Setelah bereaksi dengan selulosa, zat warna reaktif menjadi bagian dari selulosa,

sehingga sukar dilunturkan kembali. Oleh karenanya memiliki ketahanan luntur

yang sangat tinggi. Berat molekul zat warna reaktif kecil, maka kilapnya akan

lebih baik daripada zat warna direk. Karena terlalu banyak gugus azo, maka zat

warna ini mudah rusak oleh reduktor kuat. Tidak tahan terhadap oksidator yang

mengandung klor (NaOCI).

3.8.2 Sifat-Sifat Zat Warna Reaktif

1. Mudah larut dalam air.

2. Mempunyai tahan luntur warna terhadap pencucian yang baik .


1. Kilapnya lebih baik daripada zat warna direk.

2. Mudah terhidrolisa.

3. Mengadakan reaksi kimia dengan serat sehingga. ketahanan luntur lebih

baik dengan zat direk.

4. Warna cerah untuk warna muda sampai sedang.

3.8.3 Pembagian Zat Warna Reaktif

Menurut cara pemakaian zat warna reaktif dibagi menjadi dua golongan, yaitu :

1. Pemakaian secara dingin (Reaktif dingin)

Zat warna reaktif panas mempunyai kereaktifan yang rendah, sehingga pada

pemakaiannya perlu dipanaskan pada suhu 60-80°C. Yang membedakan jenis zat

warna reaktif dingin dan panas yaitu suhu yang digunakan pada proses

pencelupannya. Didalam air, zat warna reaktif dapat terhidrolisa. Sehingga sifat

reaksinya hilang dan hal ini menyebabkan sifat ketahanan lunturnya berkurang.

Pada dasarnya mekanisme pencelupan zat warna reaktif terdiri dari dua

tahap. Tahap pertama merupakan tahap penyerapan zat warna kedalam serat. Pada

tahap ini tidak terjadi reaksi antara zat warna dengan serat. Selain itu, karena

reaksi terhidrolisa terhadap zat warna lebih banyak terjadi pada pH tinggi, maka

pada tahap ini zat warna akan lebih banyak terserap kedalam serat dari pada

terhidrolisa. Penyerapan ini dibantu dengan penambahan elekrolit. Tahap kedua

merupakan fiksasi yaitu reaksi antara zat warna yang sudah terserap berada dalam

serat beraksi dengan seratnya. Reaksi ini dengan penambahan alkali.
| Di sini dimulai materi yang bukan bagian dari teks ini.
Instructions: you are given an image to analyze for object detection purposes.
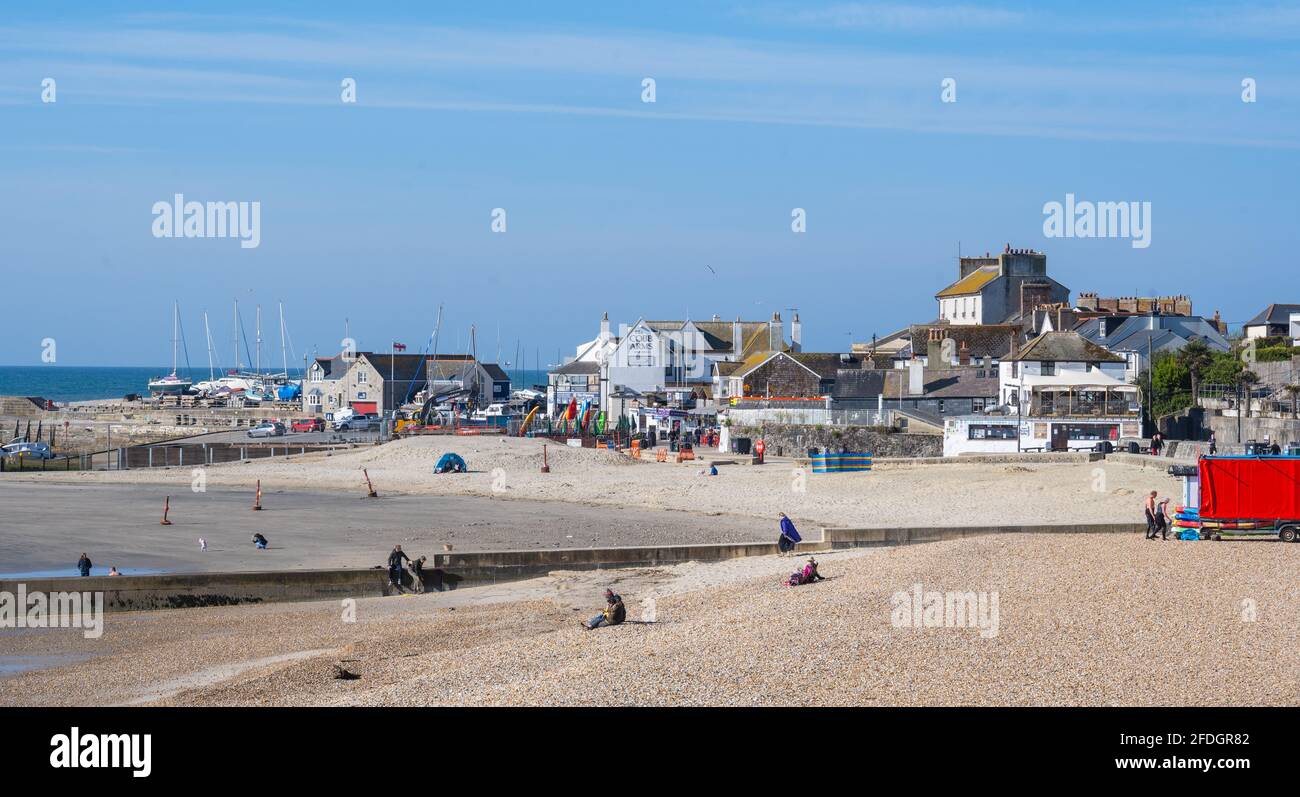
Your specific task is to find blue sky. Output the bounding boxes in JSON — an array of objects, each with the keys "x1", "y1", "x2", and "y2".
[{"x1": 0, "y1": 0, "x2": 1300, "y2": 365}]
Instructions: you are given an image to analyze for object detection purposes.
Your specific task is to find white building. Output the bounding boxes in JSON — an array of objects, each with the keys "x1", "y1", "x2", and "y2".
[
  {"x1": 546, "y1": 313, "x2": 802, "y2": 417},
  {"x1": 944, "y1": 332, "x2": 1141, "y2": 456}
]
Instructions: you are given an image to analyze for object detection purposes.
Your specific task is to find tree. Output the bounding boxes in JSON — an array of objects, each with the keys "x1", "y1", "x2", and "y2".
[{"x1": 1177, "y1": 337, "x2": 1214, "y2": 406}]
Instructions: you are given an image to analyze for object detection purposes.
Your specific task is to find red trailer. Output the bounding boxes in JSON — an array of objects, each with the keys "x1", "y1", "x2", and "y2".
[{"x1": 1199, "y1": 456, "x2": 1300, "y2": 542}]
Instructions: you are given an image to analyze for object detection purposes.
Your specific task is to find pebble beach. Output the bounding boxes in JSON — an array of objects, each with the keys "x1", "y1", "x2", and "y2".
[{"x1": 0, "y1": 437, "x2": 1300, "y2": 706}]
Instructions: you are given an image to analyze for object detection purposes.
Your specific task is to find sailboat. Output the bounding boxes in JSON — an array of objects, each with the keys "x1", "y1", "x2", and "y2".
[{"x1": 150, "y1": 302, "x2": 192, "y2": 395}]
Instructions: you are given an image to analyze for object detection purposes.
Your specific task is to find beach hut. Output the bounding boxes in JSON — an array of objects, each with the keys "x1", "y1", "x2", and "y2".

3.8.4 Sistem Pemakaian zat warna reaktif


1. Sistem Exhaust (Perendaman).

2. Sistem Pad Batch (Pembacaman).

3. Sistem Pad Steam (Pengukusan).

4. Sistem Pad Termofix (Pemanggangan).

5. Sistem Pad Alkali Shock.

3.8.5 Penyempurnaan Khusus (Finishing)

Penyempurnaan khusus yaitu dalam arti luas yang meliputi cara-cara

penyempurnaan tesktil yang telah atau belum mengalami proses-proses tertentu

dengan maksud untuk dapat memenuhi syarat-syarat tertentu, seperti :

1. Lembut, keras, tebal, dan mengkilap.

2. Anti kusut, anti mengkeret, anti hama, dan anti jamur.